Guerre en Syrie : le tournant de l’automne 2013 ?

Au cœur de l’été 2012, le président Syrien, lors d’une intervention sur la chaine Ad-Dounia avait expliqué que la victoire de l’Etat Syrien était probable mais que le régime avait besoin d’un peu de temps pour venir a bout des groupes armés qui semaient l’anarchie dans le pays et voulait renverser le régime.

A l’époque, peu de gens prêtèrent attention aux propos du président syrien alors que la guerre redoublait d’intensité et que le front était déplacé au cœur même de Damas, la capitale subissant l’assaut de plusieurs milliers de combattants et le régime faisant face au terrible attentat du 18 juillet 2012 qui frappa durement l’Etat major syrien.

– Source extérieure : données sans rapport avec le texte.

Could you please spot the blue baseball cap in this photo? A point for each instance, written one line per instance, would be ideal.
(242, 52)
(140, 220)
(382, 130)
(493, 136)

Le bouclier de Damas a semble-t-il résisté à ses assaillants et le front s’est dès le printemps 2013 principalement stabilisé dans certains quartiers périphériques du Sud et de l’Est de la capitale, pendant que l’Armée syrienne repassa elle à l’offensive au début d’année, notamment en reprenant en grande partie le contrôle de la province centrale du pays (coupant ainsi les fronts Sud et Nord du pays), après la symbolique et stratégique victoire de Qousseir, acquise avec l’appui visiblement essentiel du Hezbollah libanais.

18 mois plus tard, les prévisions du président syrien semblent se réaliser et la guerre semble avoir pris en cet automne 2013 un nouveau tournant tant sur le plan militaire que diplomatique.

L’armée syrienne continue sa progression dans le Sud de la capitale et la prise ces derniers jours de villes tel que Husseiniyeh, Ziabiyeh, Boueida ou la stratégique Sbeineh permettrait pour la première fois au régime de scinder les fronts occidentaux et orientaux de la Goutta (comme on peut le voir ici) mais surtout de totalement cerner la Goutta orientale dans laquelle se trouveraient plusieurs milliers de combattants armés mais désormais bloqués.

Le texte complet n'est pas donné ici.